Getting a bit more complex, as we look upon the wheel from the perspective of distance, it appears as a whole unit rather than a collection of individual parts. As we change our perspective to one much closer, we discern the tire, rim, spokes and hub. Move even closer and we discover nubs on the tire, welds in the rim, threaded nuts on the spokes and gears inside the hub.
The wheel therefore, cannot be accurately defined by man, because our definition changes based on where we happen to be standing. Because the limit of our perspective limits our description, we must admit that we can't accurately define anything in its entirety. Our perspective just isn't large enough. The best we can do is provide a partial description that becomes an "idea" about the wheel, but never the wheel itself.
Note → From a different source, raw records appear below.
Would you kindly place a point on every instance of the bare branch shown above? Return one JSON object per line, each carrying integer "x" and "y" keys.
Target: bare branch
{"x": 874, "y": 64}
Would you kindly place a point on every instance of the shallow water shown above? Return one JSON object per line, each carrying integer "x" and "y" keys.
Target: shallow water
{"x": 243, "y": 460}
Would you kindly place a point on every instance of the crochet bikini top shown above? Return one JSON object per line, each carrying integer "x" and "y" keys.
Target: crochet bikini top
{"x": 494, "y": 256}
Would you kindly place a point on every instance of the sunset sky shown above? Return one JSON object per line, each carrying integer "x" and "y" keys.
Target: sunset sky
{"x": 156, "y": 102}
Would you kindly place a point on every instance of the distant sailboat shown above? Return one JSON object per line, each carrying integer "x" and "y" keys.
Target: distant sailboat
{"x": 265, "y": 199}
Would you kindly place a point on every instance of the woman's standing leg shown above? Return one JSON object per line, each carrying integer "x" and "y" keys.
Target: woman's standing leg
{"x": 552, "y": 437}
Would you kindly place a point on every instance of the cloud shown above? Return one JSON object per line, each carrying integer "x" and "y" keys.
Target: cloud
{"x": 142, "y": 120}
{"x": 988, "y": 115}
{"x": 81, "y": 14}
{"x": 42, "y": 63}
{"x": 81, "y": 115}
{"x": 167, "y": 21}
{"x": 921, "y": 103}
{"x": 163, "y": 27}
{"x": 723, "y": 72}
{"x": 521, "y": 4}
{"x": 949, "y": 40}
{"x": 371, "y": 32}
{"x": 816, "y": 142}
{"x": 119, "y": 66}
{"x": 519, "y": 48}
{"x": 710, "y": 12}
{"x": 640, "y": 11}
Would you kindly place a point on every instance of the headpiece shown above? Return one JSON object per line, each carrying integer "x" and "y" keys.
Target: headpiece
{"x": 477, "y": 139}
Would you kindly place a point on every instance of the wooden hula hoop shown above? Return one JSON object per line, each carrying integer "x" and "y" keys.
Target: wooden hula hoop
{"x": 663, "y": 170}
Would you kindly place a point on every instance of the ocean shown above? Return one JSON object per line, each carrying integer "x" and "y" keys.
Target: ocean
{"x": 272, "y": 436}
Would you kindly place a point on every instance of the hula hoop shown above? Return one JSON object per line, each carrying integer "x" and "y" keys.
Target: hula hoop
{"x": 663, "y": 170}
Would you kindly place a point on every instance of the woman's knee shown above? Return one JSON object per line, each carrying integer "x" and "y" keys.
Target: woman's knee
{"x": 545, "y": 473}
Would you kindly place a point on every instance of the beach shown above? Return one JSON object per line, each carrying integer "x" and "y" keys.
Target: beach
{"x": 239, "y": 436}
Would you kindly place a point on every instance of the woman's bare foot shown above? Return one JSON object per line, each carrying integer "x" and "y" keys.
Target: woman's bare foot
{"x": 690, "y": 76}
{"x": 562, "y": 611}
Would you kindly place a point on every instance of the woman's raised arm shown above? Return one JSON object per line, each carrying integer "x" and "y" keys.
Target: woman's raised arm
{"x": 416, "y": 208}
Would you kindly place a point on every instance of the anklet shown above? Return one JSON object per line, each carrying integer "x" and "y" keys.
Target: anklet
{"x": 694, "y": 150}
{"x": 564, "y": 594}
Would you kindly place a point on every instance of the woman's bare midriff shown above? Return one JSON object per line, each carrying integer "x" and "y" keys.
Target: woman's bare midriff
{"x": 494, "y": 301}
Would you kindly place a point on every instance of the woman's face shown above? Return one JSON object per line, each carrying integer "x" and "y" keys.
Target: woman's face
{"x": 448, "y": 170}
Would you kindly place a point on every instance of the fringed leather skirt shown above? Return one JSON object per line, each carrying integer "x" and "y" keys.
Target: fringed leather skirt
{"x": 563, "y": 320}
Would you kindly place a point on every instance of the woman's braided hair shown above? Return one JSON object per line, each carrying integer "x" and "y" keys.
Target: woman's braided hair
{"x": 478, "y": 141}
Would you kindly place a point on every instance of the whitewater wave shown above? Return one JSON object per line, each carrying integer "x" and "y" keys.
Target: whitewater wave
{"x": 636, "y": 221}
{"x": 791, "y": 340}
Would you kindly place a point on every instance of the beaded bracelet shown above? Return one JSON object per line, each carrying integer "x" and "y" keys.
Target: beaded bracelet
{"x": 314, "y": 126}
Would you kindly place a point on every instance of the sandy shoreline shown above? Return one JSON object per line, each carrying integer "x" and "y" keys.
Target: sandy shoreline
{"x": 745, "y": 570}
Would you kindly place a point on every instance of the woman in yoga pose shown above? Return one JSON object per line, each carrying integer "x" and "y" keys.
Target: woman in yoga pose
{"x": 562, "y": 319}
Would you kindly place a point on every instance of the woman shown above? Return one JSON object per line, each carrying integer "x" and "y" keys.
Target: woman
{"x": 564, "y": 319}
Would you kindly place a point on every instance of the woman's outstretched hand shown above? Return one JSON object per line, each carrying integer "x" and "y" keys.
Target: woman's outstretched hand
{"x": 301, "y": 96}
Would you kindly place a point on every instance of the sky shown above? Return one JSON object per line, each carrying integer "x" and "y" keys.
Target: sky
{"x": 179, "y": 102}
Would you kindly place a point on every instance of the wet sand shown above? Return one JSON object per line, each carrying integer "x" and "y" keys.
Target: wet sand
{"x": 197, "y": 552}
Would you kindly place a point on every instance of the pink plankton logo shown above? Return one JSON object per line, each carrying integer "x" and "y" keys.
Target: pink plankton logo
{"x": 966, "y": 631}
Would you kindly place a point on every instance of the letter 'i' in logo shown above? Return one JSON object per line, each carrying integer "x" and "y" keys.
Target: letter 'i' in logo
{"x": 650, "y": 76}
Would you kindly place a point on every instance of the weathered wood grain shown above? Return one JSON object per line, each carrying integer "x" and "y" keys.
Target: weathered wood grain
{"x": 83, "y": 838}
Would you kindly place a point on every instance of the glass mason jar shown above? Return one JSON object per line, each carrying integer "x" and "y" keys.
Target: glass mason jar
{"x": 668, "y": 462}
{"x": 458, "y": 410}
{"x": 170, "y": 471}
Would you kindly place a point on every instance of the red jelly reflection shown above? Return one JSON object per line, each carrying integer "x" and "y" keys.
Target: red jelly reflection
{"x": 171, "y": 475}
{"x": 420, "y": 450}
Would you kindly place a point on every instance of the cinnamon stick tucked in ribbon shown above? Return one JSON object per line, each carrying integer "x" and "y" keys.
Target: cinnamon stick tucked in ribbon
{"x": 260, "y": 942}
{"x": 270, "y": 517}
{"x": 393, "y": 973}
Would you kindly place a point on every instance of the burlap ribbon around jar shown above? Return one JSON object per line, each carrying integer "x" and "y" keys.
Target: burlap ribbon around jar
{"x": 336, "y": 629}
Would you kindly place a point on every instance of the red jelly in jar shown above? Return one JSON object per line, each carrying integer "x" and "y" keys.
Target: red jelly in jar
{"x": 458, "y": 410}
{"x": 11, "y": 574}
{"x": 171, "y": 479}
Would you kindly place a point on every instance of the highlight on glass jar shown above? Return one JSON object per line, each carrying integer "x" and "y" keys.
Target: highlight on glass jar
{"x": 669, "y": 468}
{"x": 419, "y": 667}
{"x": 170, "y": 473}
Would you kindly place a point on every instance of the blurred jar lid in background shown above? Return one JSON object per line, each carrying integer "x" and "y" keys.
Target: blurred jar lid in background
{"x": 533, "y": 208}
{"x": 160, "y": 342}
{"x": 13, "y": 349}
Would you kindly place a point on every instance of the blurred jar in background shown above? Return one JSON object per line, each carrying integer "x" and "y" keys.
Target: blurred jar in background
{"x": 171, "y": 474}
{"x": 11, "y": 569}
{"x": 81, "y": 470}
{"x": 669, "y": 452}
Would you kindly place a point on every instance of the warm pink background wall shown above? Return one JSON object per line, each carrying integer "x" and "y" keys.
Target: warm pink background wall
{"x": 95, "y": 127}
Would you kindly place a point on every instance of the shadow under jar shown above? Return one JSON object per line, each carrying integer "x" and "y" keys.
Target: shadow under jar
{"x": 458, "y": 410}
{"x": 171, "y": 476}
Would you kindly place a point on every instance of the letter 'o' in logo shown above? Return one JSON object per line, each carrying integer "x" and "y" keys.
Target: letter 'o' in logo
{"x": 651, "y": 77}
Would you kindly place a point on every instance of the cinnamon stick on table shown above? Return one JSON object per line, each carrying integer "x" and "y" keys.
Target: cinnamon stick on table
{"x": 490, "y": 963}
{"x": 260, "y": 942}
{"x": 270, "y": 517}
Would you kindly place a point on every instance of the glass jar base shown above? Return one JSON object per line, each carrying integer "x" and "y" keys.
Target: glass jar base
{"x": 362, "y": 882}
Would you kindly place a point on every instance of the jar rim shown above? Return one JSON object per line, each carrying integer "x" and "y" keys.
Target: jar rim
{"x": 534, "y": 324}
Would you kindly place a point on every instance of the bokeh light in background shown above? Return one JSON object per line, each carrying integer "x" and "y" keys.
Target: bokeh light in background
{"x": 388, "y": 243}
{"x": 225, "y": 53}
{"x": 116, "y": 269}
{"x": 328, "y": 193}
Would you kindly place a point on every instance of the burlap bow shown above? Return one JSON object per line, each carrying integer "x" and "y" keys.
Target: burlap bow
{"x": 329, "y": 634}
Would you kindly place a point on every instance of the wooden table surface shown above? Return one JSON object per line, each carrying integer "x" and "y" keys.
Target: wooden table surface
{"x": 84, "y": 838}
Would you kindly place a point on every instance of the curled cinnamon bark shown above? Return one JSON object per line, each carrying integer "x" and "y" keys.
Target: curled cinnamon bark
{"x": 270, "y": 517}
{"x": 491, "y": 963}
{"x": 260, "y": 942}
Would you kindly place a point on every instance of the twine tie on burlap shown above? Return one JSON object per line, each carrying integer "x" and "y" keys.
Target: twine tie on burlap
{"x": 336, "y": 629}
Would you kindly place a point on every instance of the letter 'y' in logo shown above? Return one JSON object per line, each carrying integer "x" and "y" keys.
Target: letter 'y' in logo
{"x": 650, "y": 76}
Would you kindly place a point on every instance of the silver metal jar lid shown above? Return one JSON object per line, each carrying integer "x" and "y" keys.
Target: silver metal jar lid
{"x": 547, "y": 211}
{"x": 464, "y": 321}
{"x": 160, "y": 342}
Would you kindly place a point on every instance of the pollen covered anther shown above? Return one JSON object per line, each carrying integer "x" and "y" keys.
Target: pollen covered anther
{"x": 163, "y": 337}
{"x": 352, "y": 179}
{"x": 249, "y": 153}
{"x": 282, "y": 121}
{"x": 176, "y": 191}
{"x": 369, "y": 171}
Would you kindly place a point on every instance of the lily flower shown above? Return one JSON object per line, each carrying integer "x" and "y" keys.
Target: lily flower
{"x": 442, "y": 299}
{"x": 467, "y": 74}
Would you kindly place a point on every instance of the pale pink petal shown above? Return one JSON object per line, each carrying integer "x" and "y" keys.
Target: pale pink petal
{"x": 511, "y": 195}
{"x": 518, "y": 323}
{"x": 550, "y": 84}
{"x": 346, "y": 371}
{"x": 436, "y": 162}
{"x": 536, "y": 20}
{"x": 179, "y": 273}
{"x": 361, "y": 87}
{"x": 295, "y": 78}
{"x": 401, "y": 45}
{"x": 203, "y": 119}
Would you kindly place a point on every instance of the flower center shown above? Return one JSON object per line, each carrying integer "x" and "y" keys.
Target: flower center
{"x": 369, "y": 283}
This simple conclusion forces us to reconsider everything we now accept as fact because we have just expanded our perspective.
As for the spokes on that wheel, they appear far apart on the outer edge of the rim, but as you follow them to the center of the wheel, they all connect at the hub.
What if people are like that?
We appear separate and individual here on earth (the rim) but what if we are all connected at some point invisible to us behind the veil we call birth and death (the hub)? What if our individuality is merely an illusion created by our position on the wheel (universe)?
Think about it. Aren't we happiest when we are "in flow" - that magical sensation of losing ourselves in an activity where 4 hours seems like 4 minutes? Yet, when we think with an individual consciousness about doing that same activity, time moves normally.
Perhaps this is evidence that the thought of a separate self is just an idea about life, while losing ourselves "in-flow" actually is life itself.
But then again, maybe not. Just when we think we've figured that bicycle wheel out, we discover it's connected to a larger mechanism. This new knowledge forces us to revisit all our earlier conclusions about the wheel in light of our new, larger perspective.
In life, just when we think we've figured out a truth, we discover it's connected to a larger one, forcing us to revisit everything we labeled as fact before expanding our perspective.
Perhaps this is why people say life is a journey, not a destination. Each time we get in sight of what we thought was the destination, our vision sees a new destination slightly farther than the prior one.
What an irony. What if like a bicyclist following a mirage, the effort to get ourselves ahead is the only thing preventing us from learning that our real destination arrives when we leave ourselves behind?